Lady Justice of Appeal
- In office 2019–2023

Justice of the High Court
- In office 2013–2019

Personal details
- Born: 17 September 1963 (age 62)
- Alma mater: Sidney Sussex College, Cambridge University of Amsterdam

= Ingrid Simler, Lady Simler =

British judge (born 1963)

Ingrid Ann Simler, Lady Simler, DBE, PC (born 17 September 1963) is a Justice of the Supreme Court of the United Kingdom. She was previously a judge of the Court of Appeal of England and Wales.

==Career==
Born to a Jewish family, she was educated at Henrietta Barnett School, Sidney Sussex College, Cambridge and the University of Amsterdam.
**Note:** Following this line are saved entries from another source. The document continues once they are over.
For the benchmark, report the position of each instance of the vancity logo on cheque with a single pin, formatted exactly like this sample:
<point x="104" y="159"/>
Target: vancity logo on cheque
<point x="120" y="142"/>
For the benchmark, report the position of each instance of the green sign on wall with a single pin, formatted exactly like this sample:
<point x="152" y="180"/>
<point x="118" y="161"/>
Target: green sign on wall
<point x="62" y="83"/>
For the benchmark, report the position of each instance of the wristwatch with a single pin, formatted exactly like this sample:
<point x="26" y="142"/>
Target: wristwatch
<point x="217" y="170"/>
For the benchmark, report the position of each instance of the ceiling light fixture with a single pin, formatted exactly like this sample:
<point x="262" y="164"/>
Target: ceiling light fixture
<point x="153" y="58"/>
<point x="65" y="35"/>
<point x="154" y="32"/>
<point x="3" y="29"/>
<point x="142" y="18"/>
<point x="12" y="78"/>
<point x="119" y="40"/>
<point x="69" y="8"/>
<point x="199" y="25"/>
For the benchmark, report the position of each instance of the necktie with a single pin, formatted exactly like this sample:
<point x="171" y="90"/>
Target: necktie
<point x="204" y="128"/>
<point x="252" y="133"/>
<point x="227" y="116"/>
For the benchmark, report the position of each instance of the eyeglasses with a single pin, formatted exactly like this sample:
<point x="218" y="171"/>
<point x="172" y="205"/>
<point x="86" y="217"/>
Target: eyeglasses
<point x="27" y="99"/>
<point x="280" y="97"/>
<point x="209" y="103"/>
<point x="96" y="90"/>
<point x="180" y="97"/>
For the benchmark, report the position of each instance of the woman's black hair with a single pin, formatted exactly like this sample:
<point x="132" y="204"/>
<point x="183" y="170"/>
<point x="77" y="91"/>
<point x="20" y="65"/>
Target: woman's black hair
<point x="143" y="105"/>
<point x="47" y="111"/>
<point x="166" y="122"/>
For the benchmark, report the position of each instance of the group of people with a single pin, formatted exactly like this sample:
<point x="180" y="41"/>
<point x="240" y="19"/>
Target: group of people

She was called to the bar by Inner Temple in 1987 and became a QC in 2006. Simler was appointed a Recorder in 2002 and was a judge of the High Court of Justice (Queen's Bench Division) from 2013. She was President of the Employment Appeal Tribunal for a term of three years from 1 January 2016 to 31 December 2018.

On 27 June 2018, it was announced that Simler was to be appointed to the Court of Appeal, an appointment she took up on 2 July 2019.

Simler was chair of the Equality and Diversity Committee of the Bar Council, and at the date of announcement of her appointment to the High Court bench in 2013 she was head of her chambers. She is the chair of the Equality, Diversity and Inclusion sub-committee of the Inner Temple.

On 17 October 2023, the Ministry of Justice announced that Simler would become a Justice of the Supreme Court of the United Kingdom. She was sworn in on 14 November 2023.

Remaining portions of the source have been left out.